Her shrieks died away as, within minutes, she slipped into unconsciousness. I laid her out, on her back, on the table and Jodie taped down her outstretched wings as instructed. I then set to work plucking the feathers from Polly’s neck to expose the tumour. I disinfected the area and covered it with a green drape that had a hole in its centre to allow me to tackle the growth’s removal. It was large, a misshapen raspberry of tissue pressing on her windpipe; and it looked angry and swollen, tiny blood vessels pumping round its perimeter as I dissected it away from the incision I’d made in her skin. But it shelled out easier than I’d expected, with no damage to the underlying bed of nerves and blood vessels glistening beneath. Carefully, I sewed her neck up and she was placed on a wodge of cotton wool in the bottom of her cage to recover. Anxiously, we sat round, Mum and Dad joining us, cups of tea made and sipped while we waited.

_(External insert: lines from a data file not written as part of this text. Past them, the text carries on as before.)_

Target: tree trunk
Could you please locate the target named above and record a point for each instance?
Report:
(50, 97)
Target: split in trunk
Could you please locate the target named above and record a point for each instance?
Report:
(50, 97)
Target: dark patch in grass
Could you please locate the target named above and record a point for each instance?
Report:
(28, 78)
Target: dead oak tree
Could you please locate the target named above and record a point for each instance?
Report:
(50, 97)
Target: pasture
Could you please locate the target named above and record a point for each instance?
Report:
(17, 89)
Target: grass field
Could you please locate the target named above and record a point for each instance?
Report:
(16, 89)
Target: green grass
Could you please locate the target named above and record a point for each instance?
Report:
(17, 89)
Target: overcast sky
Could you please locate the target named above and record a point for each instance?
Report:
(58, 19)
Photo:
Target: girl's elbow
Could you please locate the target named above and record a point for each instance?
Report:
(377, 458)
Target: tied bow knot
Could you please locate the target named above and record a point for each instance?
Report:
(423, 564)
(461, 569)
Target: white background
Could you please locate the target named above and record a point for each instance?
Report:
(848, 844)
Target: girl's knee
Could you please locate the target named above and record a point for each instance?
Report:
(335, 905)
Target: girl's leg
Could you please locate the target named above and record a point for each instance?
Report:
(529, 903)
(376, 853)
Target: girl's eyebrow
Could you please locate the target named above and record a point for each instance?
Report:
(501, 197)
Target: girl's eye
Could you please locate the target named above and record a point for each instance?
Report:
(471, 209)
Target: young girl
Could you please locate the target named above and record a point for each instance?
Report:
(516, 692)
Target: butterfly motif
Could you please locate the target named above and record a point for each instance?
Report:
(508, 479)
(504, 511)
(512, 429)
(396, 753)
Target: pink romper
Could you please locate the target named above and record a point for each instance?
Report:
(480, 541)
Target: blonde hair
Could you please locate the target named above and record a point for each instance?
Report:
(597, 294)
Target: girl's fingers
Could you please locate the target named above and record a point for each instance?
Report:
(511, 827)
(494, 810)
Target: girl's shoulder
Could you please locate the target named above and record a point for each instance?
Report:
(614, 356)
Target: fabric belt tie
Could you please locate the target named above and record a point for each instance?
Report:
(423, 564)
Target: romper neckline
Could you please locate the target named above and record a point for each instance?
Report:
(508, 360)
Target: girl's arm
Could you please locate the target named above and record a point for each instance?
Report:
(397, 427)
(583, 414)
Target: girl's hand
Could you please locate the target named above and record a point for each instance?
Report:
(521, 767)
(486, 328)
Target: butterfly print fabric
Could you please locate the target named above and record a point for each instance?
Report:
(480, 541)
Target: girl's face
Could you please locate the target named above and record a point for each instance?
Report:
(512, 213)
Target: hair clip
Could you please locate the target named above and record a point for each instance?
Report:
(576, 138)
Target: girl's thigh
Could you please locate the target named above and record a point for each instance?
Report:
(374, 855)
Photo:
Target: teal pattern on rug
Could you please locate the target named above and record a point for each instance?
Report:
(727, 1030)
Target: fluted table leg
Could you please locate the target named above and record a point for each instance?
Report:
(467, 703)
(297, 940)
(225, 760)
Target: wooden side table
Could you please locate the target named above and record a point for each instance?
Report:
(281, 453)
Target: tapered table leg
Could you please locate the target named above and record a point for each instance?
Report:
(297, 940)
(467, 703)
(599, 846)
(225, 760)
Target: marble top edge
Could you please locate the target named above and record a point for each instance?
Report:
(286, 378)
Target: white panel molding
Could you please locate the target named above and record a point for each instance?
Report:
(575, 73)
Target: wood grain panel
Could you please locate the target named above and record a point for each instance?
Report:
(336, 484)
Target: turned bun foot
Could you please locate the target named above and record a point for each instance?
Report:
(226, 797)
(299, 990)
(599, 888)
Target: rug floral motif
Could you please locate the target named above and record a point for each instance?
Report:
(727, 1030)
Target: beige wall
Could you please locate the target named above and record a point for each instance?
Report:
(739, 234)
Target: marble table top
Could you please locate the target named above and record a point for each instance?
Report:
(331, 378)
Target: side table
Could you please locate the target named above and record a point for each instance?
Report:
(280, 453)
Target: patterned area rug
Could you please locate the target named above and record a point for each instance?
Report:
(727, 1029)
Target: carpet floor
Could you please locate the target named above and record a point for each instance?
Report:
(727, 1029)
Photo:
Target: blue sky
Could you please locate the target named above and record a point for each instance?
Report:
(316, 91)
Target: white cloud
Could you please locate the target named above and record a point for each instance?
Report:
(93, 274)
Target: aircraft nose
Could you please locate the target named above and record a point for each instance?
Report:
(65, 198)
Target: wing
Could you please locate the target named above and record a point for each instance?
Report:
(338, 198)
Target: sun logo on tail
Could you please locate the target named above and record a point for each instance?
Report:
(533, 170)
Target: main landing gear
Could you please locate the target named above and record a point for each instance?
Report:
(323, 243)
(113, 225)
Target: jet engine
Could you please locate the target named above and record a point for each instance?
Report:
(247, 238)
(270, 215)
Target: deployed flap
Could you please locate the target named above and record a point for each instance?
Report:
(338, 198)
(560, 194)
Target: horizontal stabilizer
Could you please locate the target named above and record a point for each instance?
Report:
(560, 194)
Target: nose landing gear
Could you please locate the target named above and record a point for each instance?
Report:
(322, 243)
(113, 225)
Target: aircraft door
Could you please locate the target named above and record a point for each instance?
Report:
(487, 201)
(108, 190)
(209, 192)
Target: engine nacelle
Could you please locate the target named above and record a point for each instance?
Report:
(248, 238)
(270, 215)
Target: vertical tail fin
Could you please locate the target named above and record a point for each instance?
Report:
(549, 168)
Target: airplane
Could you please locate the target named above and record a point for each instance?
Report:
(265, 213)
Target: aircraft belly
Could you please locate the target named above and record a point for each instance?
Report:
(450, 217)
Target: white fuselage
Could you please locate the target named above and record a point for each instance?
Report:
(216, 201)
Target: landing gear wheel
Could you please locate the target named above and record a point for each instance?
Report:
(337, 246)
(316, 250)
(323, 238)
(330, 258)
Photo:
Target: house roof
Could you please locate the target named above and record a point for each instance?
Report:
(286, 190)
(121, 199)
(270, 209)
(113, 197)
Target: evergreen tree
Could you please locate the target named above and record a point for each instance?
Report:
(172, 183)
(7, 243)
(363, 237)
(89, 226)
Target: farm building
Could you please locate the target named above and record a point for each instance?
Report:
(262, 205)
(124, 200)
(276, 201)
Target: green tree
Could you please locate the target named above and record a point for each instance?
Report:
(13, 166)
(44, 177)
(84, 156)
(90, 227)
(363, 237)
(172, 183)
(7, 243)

As the anaesthetic wore off, Polly rolled onto her side, legs kicking out, until they made contact with the side of the cage, whereupon she clung to the bars, pulling herself over so as to be able to grip one of them with her beak. Then slowly … oh, so slowly that it was painful to watch, she hauled herself up the bars, twice dropping back down until, on the third attempt, she reached the perch and levered herself onto it, where she swayed backwards and forwards but managed to stay on.